Ahh, I think this is the first time they’ve specifically mentioned a day of the week. So there we go; the guests do get the full day Sunday as part of their fantasy, and the final scene takes place on Monday — assuming all fantasies follow the same schedule. I know we will never get an episode like this, but I really really wanna know what they do on Fantasy Island during the week. I was googling stuff the other day and found there’s a Fantasy Island board game, and that got me thinking about making a Fantasy Island computer game, which, if I ever did, it would at least include some of the weekdays and tracking down guests and organizing events to take place on the island and recreating childhood homes.

Anyway. I still don’t get how the Shanes know Howell and Jordan. I guess they must have been Connors’ neighbours or something, since they recognized the Connors house. Or maybe they’re just a random couple who learned about this missing girl, and they’ve done lots of research on this mystery.

Evil Stepmother Grace Arnold: I knew there was something strange about a children’s camp that required the parents to visit. I mean, real camps are so parents can get rid of kids!

Omg, why is he killing the snake, wtf. That was completely unnecessary.

Miss Hogan: How can a girl choose between Robert Redford and Burt Reynolds?

I wish they’d continued with this gag, having random guests show up in the middle of the episode for no reason.

Tattoo: Boss, how do you do it?
Roarke: How… indeed…

What does that even mean.

Okay, so we already know it doesn’t rain or snow on Fantasy Island. What if Fantasy Island is Risa.

Tattoo: Do you have any idea how much it costs to rent a bear these days?

It sounds like Mr. Shane was Mr. Connors’ lawyer. But I still don’t know how he found Jane.

This girl is way, way too excited after she found her dead dog’s casket.

Ohhhh, okay, so that’s why Mr. Shane wants to give her the money; Mr. Connors left his fortune to his daughter, and Mr. Shane has been trying to find her so he can give her her inheritance. Maybe this is obvious and I’m just an idiot, but I kinda wish they’d just explained that upfront. I still don’t know how Shane found Jane though.

So Roarke basically kidnapped Jane and drove off.
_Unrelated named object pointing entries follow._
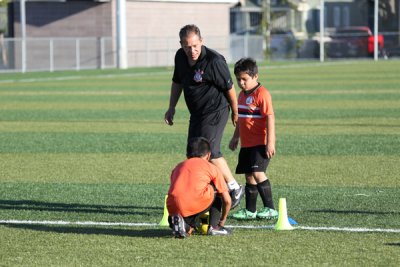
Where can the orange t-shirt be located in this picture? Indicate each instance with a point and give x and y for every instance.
(190, 191)
(253, 110)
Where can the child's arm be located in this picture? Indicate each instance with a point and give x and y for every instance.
(235, 139)
(270, 150)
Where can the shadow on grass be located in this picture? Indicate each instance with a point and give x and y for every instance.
(143, 232)
(393, 244)
(354, 212)
(74, 207)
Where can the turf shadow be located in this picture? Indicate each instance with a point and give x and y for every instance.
(393, 244)
(142, 232)
(354, 212)
(75, 207)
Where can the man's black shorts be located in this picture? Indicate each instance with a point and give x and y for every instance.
(210, 126)
(252, 159)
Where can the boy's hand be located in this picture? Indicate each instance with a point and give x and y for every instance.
(270, 151)
(169, 116)
(233, 143)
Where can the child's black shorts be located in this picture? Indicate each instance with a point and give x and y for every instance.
(252, 159)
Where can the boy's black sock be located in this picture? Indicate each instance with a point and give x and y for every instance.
(264, 188)
(251, 197)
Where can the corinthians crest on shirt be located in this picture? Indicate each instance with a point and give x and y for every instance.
(198, 76)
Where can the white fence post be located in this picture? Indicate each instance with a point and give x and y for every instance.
(78, 54)
(51, 54)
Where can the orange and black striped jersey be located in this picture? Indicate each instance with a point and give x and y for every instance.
(191, 191)
(253, 110)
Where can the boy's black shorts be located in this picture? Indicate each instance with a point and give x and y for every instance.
(252, 159)
(210, 126)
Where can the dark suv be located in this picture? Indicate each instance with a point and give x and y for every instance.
(353, 42)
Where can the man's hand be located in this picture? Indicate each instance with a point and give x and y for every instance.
(169, 116)
(270, 151)
(234, 117)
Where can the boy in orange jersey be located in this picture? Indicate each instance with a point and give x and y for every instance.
(256, 131)
(197, 186)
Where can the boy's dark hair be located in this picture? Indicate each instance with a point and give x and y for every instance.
(247, 65)
(187, 29)
(197, 147)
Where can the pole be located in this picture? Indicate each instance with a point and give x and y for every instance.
(322, 31)
(376, 5)
(121, 35)
(23, 34)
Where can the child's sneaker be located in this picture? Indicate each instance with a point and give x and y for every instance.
(179, 227)
(267, 213)
(218, 230)
(244, 214)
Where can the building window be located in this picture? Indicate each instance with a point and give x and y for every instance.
(346, 16)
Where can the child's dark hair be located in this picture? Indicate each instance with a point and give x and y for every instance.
(188, 29)
(197, 147)
(247, 65)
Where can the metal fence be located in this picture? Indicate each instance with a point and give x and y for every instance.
(53, 54)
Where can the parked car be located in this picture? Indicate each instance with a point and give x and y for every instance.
(354, 42)
(283, 44)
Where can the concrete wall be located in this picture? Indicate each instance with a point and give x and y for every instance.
(152, 29)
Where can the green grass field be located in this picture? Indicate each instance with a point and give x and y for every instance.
(92, 146)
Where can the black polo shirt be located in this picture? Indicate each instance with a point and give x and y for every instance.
(204, 83)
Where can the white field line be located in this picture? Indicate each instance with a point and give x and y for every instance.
(76, 77)
(91, 223)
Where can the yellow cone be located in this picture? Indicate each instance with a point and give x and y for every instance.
(164, 220)
(204, 222)
(283, 221)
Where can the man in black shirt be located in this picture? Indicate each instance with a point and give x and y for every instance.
(203, 75)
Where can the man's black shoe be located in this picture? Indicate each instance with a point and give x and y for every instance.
(236, 196)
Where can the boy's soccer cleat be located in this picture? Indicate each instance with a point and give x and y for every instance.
(244, 214)
(178, 230)
(267, 213)
(218, 230)
(236, 196)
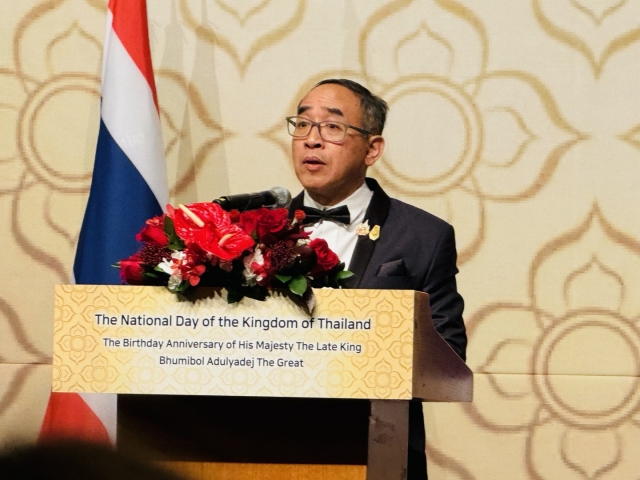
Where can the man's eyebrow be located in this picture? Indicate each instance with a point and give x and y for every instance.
(332, 110)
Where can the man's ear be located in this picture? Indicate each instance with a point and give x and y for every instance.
(376, 147)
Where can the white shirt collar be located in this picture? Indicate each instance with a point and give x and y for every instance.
(357, 202)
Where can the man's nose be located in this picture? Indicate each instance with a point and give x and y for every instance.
(314, 139)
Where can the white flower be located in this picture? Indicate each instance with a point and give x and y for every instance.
(172, 268)
(250, 276)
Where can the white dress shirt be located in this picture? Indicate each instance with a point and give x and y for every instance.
(340, 237)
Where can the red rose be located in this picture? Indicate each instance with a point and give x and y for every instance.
(217, 235)
(131, 271)
(326, 258)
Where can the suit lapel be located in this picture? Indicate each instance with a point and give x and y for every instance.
(376, 214)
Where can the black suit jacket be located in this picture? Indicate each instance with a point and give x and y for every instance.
(415, 251)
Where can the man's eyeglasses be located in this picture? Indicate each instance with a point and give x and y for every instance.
(330, 131)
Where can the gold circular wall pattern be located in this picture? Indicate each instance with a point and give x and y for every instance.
(53, 165)
(574, 410)
(415, 125)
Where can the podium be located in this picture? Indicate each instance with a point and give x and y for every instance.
(325, 413)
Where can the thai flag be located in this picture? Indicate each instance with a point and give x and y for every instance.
(129, 186)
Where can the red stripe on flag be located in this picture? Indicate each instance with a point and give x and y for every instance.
(130, 24)
(68, 416)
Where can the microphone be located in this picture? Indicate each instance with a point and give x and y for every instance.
(277, 197)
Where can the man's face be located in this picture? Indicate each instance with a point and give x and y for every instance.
(330, 172)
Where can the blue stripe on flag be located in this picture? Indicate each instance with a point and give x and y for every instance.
(120, 201)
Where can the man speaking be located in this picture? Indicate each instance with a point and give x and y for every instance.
(387, 244)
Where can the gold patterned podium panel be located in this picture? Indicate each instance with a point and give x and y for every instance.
(126, 339)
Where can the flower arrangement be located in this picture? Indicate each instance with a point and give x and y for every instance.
(248, 253)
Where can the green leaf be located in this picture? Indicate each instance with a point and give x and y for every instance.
(175, 242)
(298, 285)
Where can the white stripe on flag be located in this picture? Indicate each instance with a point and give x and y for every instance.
(137, 130)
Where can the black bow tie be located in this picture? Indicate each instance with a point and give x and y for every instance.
(338, 214)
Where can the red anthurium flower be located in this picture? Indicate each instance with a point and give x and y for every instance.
(217, 235)
(153, 232)
(131, 270)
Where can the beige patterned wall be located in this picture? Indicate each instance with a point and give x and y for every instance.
(517, 121)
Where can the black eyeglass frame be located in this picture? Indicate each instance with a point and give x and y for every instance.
(361, 131)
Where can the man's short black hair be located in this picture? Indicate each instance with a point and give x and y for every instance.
(374, 109)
Wow, okay, I stopped paying attention for a minute, and then suddenly Roarke comes running in all dishevelled and his suit torn up. He’s obviously acting, because why would Roarke let anyone do that to him, but it’s weird to see Roarke like… weak and vulnerable.

Roarke: They killed her.

Wat.

Ooh, the fiance is evil! I didn’t see that coming! Late Fantasy Island had no twists, so I don’t expect them here.